Ora che è stata uccisa la “mente del 7 ottobre” davvero la guerra è ad un bivio? La pace è vicina? La fine del capo di Hamas che effetto avrà sulla guerra in Medio Oriente? È giunto o no almeno il momento della tregua? Sono tante le domande che rimbalzano nel mondo. Meglio però non illudersi. Lo ha già detto Netanyau: ”La guerra continuerà fino alla liberazione degli ostaggi”.
Il cerino è dunque passato nelle mani dell’erede di Yahya Sinwar, 52 anni, da molti definito “il macellaio di Gaza”. O anche: ”Il nemico palestinese di Israele più implacabile dai tempi di Arafat”. Uomo carismatico e probabilmente insostituibile. Nessun singolo leader palestinese può essergli comparato: né per la capacità formidabile di elettrizzare le masse, né per le capacità di definire una strategia di lungo termine e di creare a Gaza immense infrastrutture sotterranee senza uguali nel mondo.
Oltretutto Sinwar era dotato di una estrema duttilità che gli ha consentito, come dicono gli analisti, di “addormentare” per anni Bibi Netanyau . È vero, come affermano i servizi israeliani che, ha commesso anche gravi errori di calcolo; errori che hanno trascinato la gente di Gaza in condizioni talmente disperate dall’essere ormai associate alla storica “Nakba” la catastrofe del 1948.
La carriera di Sinwar
È iniziata negli anni ‘80 all’ombra del fondatore di Hamas, lo sceicco Ahmed Yassin, figura religiosa di sommo prestigio. All’epoca Sinwar si occupava di controspionaggio. La sua efferatezza era proverbiale. Nel 1988 è finito nelle carceri di Israele dove è rimasto per ben 22 anni e dove ha imparato un fluente linguaggio ebraico.
Si dice che abbia scritto 90 volumi di lezioni sulla Diaspora, sulla Shoah, sulla struttura della società e della politica israeliana. Tutto questo lo ha consacrato leader indiscusso di migliaia di palestinesi detenuti in Israele. Nel 2011 ha riacquista la libertà grazie ad uno scambio di prigionieri. Una volta fuori ha accelerato il potenziamento militare di Hamas anche dotando Gaza di una rete di tunnel, di bunker di centinaia di chilometri.

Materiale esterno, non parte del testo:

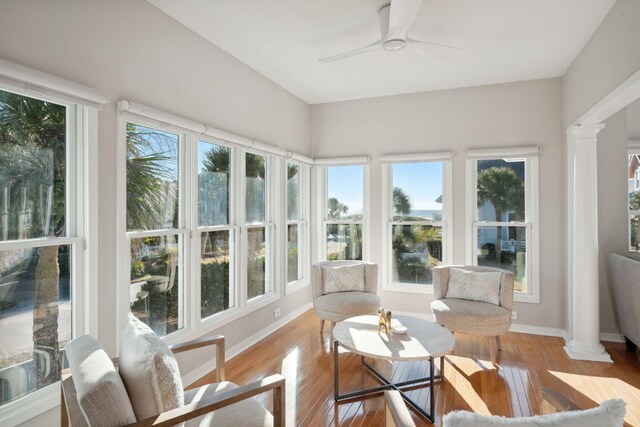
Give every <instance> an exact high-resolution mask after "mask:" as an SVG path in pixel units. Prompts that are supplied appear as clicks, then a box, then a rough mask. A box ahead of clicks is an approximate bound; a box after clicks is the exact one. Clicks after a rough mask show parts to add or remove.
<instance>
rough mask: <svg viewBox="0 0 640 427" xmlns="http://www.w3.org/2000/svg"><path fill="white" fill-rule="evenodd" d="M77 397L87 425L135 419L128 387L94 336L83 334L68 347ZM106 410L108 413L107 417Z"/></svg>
mask: <svg viewBox="0 0 640 427" xmlns="http://www.w3.org/2000/svg"><path fill="white" fill-rule="evenodd" d="M66 353H67V358H68V359H69V366H70V367H71V375H72V376H73V383H74V386H75V389H76V398H77V400H78V404H79V405H80V410H81V411H82V414H83V415H84V417H85V418H86V420H87V425H90V426H98V427H102V426H104V427H106V426H122V425H127V424H131V423H135V422H136V415H135V414H134V412H133V408H132V407H131V402H130V401H129V396H128V395H127V390H126V389H125V388H124V384H123V383H122V379H120V375H118V372H117V371H116V368H115V366H113V362H111V358H110V357H109V355H108V354H107V352H106V351H104V348H102V346H101V345H100V343H99V342H98V341H96V339H95V338H93V337H92V336H90V335H83V336H81V337H78V338H76V339H74V340H72V341H70V342H69V343H68V344H67V348H66ZM105 414H109V416H108V417H105Z"/></svg>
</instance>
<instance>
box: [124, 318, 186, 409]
mask: <svg viewBox="0 0 640 427" xmlns="http://www.w3.org/2000/svg"><path fill="white" fill-rule="evenodd" d="M120 376H121V377H122V380H123V381H124V385H125V386H126V387H127V391H128V392H129V398H130V399H131V404H132V405H133V410H134V412H135V413H136V417H137V418H138V420H143V419H145V418H148V417H152V416H154V415H158V414H159V413H161V412H165V411H168V410H170V409H175V408H177V407H179V406H182V405H184V389H183V387H182V379H181V378H180V372H179V370H178V362H177V361H176V359H175V357H174V356H173V353H172V351H171V350H170V349H169V347H167V345H166V344H165V343H164V342H163V341H162V340H161V339H160V338H158V336H157V335H156V334H155V333H154V332H153V331H152V330H151V329H150V328H149V327H148V326H147V325H146V324H144V323H142V322H141V321H140V320H138V319H137V318H136V317H135V316H133V315H132V314H129V323H128V324H127V327H126V328H125V329H124V332H123V333H122V337H121V339H120Z"/></svg>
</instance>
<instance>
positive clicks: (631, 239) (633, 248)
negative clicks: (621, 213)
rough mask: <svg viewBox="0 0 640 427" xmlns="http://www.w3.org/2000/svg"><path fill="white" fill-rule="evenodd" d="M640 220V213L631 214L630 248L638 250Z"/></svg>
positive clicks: (639, 247) (629, 226)
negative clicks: (635, 214) (638, 224)
mask: <svg viewBox="0 0 640 427" xmlns="http://www.w3.org/2000/svg"><path fill="white" fill-rule="evenodd" d="M639 220H640V214H638V215H631V216H630V217H629V230H630V233H629V234H630V235H629V243H630V244H629V250H630V251H635V252H638V251H640V227H638V222H640V221H639Z"/></svg>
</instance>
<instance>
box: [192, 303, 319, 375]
mask: <svg viewBox="0 0 640 427" xmlns="http://www.w3.org/2000/svg"><path fill="white" fill-rule="evenodd" d="M312 307H313V304H312V303H310V302H309V303H307V304H304V305H302V306H300V307H299V308H297V309H296V310H295V311H292V312H291V313H289V314H287V315H286V316H283V317H281V318H280V319H278V320H276V321H275V322H273V323H272V324H270V325H269V326H267V327H266V328H264V329H262V330H260V331H258V332H256V333H255V334H253V335H251V336H250V337H249V338H247V339H245V340H243V341H241V342H239V343H238V344H236V345H234V346H233V347H231V348H228V349H226V351H225V361H229V360H231V359H233V358H234V357H236V356H237V355H238V354H240V353H242V352H243V351H245V350H246V349H248V348H249V347H251V346H252V345H254V344H255V343H257V342H258V341H260V340H262V339H264V338H266V337H267V336H268V335H270V334H272V333H274V332H275V331H277V330H278V329H280V328H282V327H283V326H284V325H286V324H287V323H289V322H291V321H292V320H294V319H295V318H296V317H298V316H300V315H301V314H302V313H304V312H306V311H307V310H309V309H310V308H312ZM214 361H215V357H214ZM212 366H215V363H213V364H212V361H211V360H208V361H207V363H205V364H203V365H201V366H198V367H196V368H194V369H192V370H190V371H189V372H187V373H186V374H185V375H183V376H182V383H183V384H185V385H186V384H193V383H194V382H196V381H197V380H199V379H200V378H202V377H204V376H205V375H207V374H208V373H209V372H211V367H212Z"/></svg>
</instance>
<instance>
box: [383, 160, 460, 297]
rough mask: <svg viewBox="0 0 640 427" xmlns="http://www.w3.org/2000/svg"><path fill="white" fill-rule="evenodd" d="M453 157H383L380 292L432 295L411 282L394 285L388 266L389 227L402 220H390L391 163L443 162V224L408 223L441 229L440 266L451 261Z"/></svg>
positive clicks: (395, 282)
mask: <svg viewBox="0 0 640 427" xmlns="http://www.w3.org/2000/svg"><path fill="white" fill-rule="evenodd" d="M452 158H453V154H452V153H450V152H442V153H419V154H403V155H388V156H382V158H381V160H382V162H383V164H382V223H381V228H380V229H381V232H382V236H381V237H382V260H383V261H382V265H381V272H382V290H383V291H389V292H405V293H412V294H424V295H433V285H418V284H414V283H401V282H394V281H393V277H392V271H393V270H392V266H391V262H392V261H391V255H392V254H391V241H390V236H391V227H392V226H393V224H401V223H402V222H401V221H393V212H392V210H393V208H392V199H391V198H392V196H391V191H392V188H393V177H392V173H393V172H392V165H393V164H394V163H427V162H442V210H443V212H444V215H443V217H442V221H428V220H427V221H419V222H414V221H412V222H408V224H420V223H424V224H432V225H440V226H442V246H443V251H442V257H443V259H442V264H443V265H445V264H450V263H451V262H452V260H453V233H452V227H451V225H452V223H453V209H452V207H453V173H452V171H453V165H452Z"/></svg>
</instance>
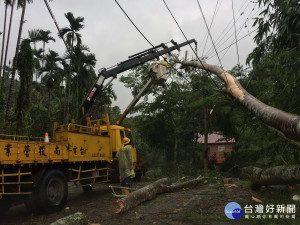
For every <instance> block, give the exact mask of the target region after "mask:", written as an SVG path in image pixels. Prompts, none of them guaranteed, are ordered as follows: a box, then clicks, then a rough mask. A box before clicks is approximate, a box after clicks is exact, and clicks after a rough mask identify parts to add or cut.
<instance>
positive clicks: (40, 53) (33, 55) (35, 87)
mask: <svg viewBox="0 0 300 225" xmlns="http://www.w3.org/2000/svg"><path fill="white" fill-rule="evenodd" d="M42 53H43V49H41V48H40V49H37V50H36V49H33V67H34V68H33V69H34V72H35V83H36V85H35V89H37V88H38V82H37V79H38V77H39V75H40V70H41V64H40V61H41V60H42Z"/></svg>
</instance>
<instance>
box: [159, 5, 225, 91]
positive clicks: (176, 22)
mask: <svg viewBox="0 0 300 225" xmlns="http://www.w3.org/2000/svg"><path fill="white" fill-rule="evenodd" d="M163 2H164V4H165V6H166V7H167V9H168V11H169V13H170V14H171V16H172V17H173V19H174V21H175V23H176V24H177V26H178V28H179V30H180V31H181V33H182V35H183V36H184V38H185V39H186V40H188V39H187V37H186V35H185V34H184V32H183V30H182V29H181V27H180V26H179V24H178V22H177V20H176V18H175V17H174V15H173V13H172V12H171V10H170V8H169V7H168V5H167V3H166V2H165V0H163ZM189 46H190V48H191V49H192V51H193V53H194V54H195V56H196V58H197V59H198V61H199V62H200V64H201V66H202V67H203V69H204V70H205V71H206V72H207V74H208V76H209V78H210V79H211V80H212V82H213V83H214V84H215V86H216V87H217V88H218V90H219V91H220V92H221V93H223V92H222V91H221V88H220V87H219V85H218V84H217V83H216V81H215V80H214V79H212V77H211V75H210V72H209V71H208V70H207V69H206V68H205V66H204V65H203V62H202V61H201V60H200V59H199V57H198V55H197V53H196V52H195V50H194V49H193V48H192V46H191V44H189ZM223 94H224V93H223Z"/></svg>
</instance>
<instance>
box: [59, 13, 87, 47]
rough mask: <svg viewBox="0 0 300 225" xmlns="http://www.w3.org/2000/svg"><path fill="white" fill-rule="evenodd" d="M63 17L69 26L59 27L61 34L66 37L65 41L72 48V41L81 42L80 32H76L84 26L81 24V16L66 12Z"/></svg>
mask: <svg viewBox="0 0 300 225" xmlns="http://www.w3.org/2000/svg"><path fill="white" fill-rule="evenodd" d="M65 17H66V18H67V20H68V21H69V23H70V26H69V27H64V28H62V29H61V35H62V36H65V37H66V40H67V43H68V44H69V46H70V47H71V49H73V47H74V41H76V44H77V45H79V44H81V34H79V33H78V31H80V30H81V29H82V28H84V25H83V24H82V23H83V22H84V18H83V17H80V16H79V17H76V18H75V17H74V15H73V13H71V12H68V13H66V14H65Z"/></svg>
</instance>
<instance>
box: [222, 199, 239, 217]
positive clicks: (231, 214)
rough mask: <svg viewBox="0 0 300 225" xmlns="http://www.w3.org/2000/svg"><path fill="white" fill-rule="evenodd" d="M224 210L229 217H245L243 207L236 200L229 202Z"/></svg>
mask: <svg viewBox="0 0 300 225" xmlns="http://www.w3.org/2000/svg"><path fill="white" fill-rule="evenodd" d="M224 212H225V215H226V216H227V217H228V218H229V219H240V218H242V217H243V211H242V207H241V206H240V205H239V204H238V203H236V202H229V203H228V204H227V205H226V206H225V210H224Z"/></svg>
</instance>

Perché Israele può intensificare l’operazione in Libano
Tel Aviv ora non ha più scusanti per portare avanti la guerra a Gaza. Il probabile erede di Sinwar, cioè Khaled Mashal ( che già aveva preso la leadership ad interim dopo la morte di Haniyeh lo scorso luglio), potrebbe, secondo molti osservatori, vendicarsi sui rapiti israeliani. In questo momento, nelle mani di Hamas, ci sono ancora un centinaio di ostaggi. Ora dunque Israele, se vuole riportarli a casa, questo è il momento giusto per raggiungere un accordo e liberarli.
In ogni caso, il clamoroso blitz dell’esercito israeliano a Rafah, può rappresentare un bivio cruciale per la guerra in Medio Oriente. Lo stesso Biden, arrivato a Berlino, ha avvertito: ”Ora può cominciare per la Striscia un futuro di convivenza”. Frase che coincide con la visita in Libano della premier Meloni. Concludendo: il percorso verso una tregua non sarà né facile né breve. È vero che la morte di Sinwar e un risultato importante ma “non segna la fine della guerra”, come ha fatto sapere anche Benny Ganz, ex ministro della guerra israeliano.
Ergo, l’esercito di Tel Aviv continuerà ad operare nella Striscia di Gaza per molti anni per ottenere il ritorno degli ostaggi e la sostituzione del governo di Hamas. Comunque il colpo di scena arrivato giovedì sera, sarà al centro dei colloqui prossimi futuri. Intanto la situazione in Libano resta drammatica: già oltre 2.000 i morti, 10.000 i feriti e 700.000 gli sfollati in 1.123 centri di accoglienza. L’operazione di terra da parte dell’esercito israeliano va avanti anche dopo le tensioni con le truppe della missione Unifil. Fino a quando?